The usbmon reports requests made by peripheral-specific drivers to Host Controller Drivers (HCD). So, if HCD is buggy, the traces reported by usbmon may not correspond to bus transactions precisely. This is the same situation as with tcpdump.
* How to use usbmon to collect raw text traces
Unlike the packet socket, usbmon has an interface which provides traces in a text format. This is used for two purposes. First, it serves as a common trace exchange format for tools while more sophisticated formats are finalized. Second, humans can read it in case tools are not available.

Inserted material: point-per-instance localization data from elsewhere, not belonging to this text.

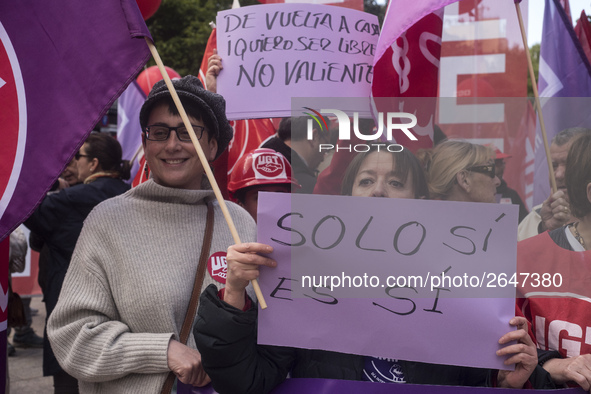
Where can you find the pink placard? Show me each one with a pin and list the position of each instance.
(274, 52)
(449, 324)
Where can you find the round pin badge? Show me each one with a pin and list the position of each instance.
(217, 267)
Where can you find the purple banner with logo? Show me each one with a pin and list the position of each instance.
(331, 386)
(396, 278)
(565, 76)
(62, 65)
(128, 125)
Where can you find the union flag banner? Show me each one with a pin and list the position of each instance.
(248, 133)
(62, 65)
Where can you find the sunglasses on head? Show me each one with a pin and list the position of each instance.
(78, 155)
(488, 169)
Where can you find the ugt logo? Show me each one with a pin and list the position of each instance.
(345, 124)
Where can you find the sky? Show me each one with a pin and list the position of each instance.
(536, 17)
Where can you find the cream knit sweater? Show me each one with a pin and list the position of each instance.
(129, 284)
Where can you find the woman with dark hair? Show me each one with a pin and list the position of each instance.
(226, 329)
(58, 222)
(558, 308)
(378, 173)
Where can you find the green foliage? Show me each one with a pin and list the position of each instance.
(534, 51)
(373, 7)
(180, 29)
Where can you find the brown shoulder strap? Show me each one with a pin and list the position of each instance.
(190, 316)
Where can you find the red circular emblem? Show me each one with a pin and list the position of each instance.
(9, 115)
(217, 267)
(269, 165)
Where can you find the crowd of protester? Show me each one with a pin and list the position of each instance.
(123, 269)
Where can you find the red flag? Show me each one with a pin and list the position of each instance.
(248, 134)
(409, 68)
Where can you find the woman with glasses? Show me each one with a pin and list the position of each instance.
(58, 222)
(119, 323)
(461, 171)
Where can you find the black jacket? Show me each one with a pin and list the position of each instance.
(58, 222)
(226, 338)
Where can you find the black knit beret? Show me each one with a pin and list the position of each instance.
(212, 107)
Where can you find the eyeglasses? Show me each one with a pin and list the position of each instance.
(161, 133)
(488, 169)
(78, 155)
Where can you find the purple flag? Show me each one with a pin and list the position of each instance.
(128, 125)
(62, 65)
(400, 16)
(564, 77)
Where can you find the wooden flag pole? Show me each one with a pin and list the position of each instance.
(214, 185)
(537, 99)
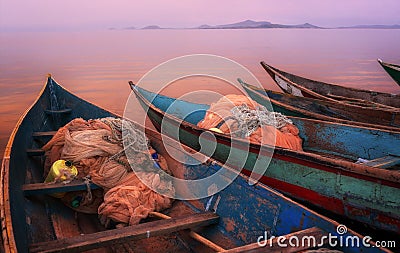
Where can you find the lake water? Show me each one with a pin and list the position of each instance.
(97, 65)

To collect a raw text trace, execute following steps.
1. Prepare
Mount debugfs (it has to be enabled in your kernel configuration), and load the usbmon module (if built as module). The second step is skipped if usbmon is built into the kernel.

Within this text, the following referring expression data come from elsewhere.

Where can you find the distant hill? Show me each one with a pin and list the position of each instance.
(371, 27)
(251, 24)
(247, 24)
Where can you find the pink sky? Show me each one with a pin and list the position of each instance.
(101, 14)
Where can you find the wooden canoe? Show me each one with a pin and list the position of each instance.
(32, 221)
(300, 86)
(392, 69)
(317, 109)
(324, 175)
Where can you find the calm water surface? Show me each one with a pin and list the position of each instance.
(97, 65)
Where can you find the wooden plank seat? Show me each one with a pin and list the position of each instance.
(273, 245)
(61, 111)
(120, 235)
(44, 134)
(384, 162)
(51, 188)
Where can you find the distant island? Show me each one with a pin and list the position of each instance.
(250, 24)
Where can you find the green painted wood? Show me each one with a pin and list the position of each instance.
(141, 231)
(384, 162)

# mount -t debugfs none_debugs /sys/kernel/debug # modprobe usbmon #
Verify that bus sockets are present.
# ls /sys/kernel/debug/usbmon 0s 0t 0u 1s 1t 1u 2s 2t 2u 3s 3t 3u 4s 4t 4u #
Now you can choose to either use the sockets numbered '0' (to capture packets on all buses), and skip to step #3, or find the bus used by your device with step #2.
2. Find which bus connects to the desired device
Run "cat /proc/bus/usb/devices", and find the T-line which corresponds to the device. Usually you do it by looking for the vendor string. If you have many similar devices, unplug one and compare two /proc/bus/usb/devices outputs. The T-line will have a bus number. Example:
T: Bus=03 Lev=01 Prnt=01 Port=00 Cnt=01 Dev#= 2 Spd=12 MxCh= 0 D: Ver= 1.10 Cls=00(>ifc ) Sub=00 Prot=00 MxPS= 8 #Cfgs= 1 P: Vendor=0557 ProdID=2004 Rev= 1.00 S: Manufacturer=ATEN S: Product=UC100KM V2.00
Bus=03 means it's bus 3.
3. Start 'cat'
# cat /sys/kernel/debug/usbmon/3u > /tmp/1.mon.out
to listen on a single bus, otherwise, to listen on all buses, type:
# cat /sys/kernel/debug/usbmon/0u > /tmp/1.mon.out
This process will be reading until killed. Naturally, the output can be redirected to a desirable location. This is preferred, because it is going to be quite long.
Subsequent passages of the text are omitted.